Another audience member pointed to Cleveland’s shrinking overall population, but a steady rise in its Latino population. She asked whether there was anything in the TV station’s business plan to try to grow Hispanic viewership. Ms. Frater admitted there was not such a plan in place, but promised to “take it back to the station” management.
Another audience member asked the station to consider public affairs programming on Sunday mornings aimed at the Latino community, similar to what it provides other groups.
“What you’re hearing here is frustration aimed at all [mainstream] media, not just you,” pointed out Myra Rosario, another forum participant who has been in advertising and media sales. “What we are really looking for is a media partner who is sincere about the Hispanic community.”
She also stated her displeasure that there is no “local” Latino “voice or face” as an on-air personality at the station that could serve the greater Latino community. Ms.

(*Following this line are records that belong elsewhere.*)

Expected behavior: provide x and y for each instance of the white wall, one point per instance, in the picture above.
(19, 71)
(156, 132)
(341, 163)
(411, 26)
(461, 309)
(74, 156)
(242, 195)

Ramírez hails from New Jersey.
Several Latino media representatives were present—Lou Acosta of North Coast Minority Media and Rico of La Prensa. Both expressed their frustrations with mainstream media over-emphasizing crime reporting and ignoring or neglecting many positive contributions and events by Latinos.
Rico opined that many in the Latino community felt insulted when mainstream media used the word “illegal” instead of “undocumented” when referring to types of immigrants—“the latter terminology is more accurate and less explosive.” Rico continued, “Mainstream media generally uses the word ‘American’ when referring to only a resident of the United States, whereas, in reality, any individual from North, Central, or South America is an ‘American.’ This offends many Latinos.”
Each audience member, in turn, thanked the Newschannel 5 staff for being concerned enough to attend the meeting and engage in a dialogue. But the final speaker may have summed up the thoughts of the audience by questioning whether the station’s representatives “have the authority to move the needle” in the direction they are seeking.
Only time will tell whether the community forum will bear fruit in the form of more positive media coverage for Cleveland’s Latino community. But many attendees left hopeful that at least they received a chance to air their grievances and make suggestions.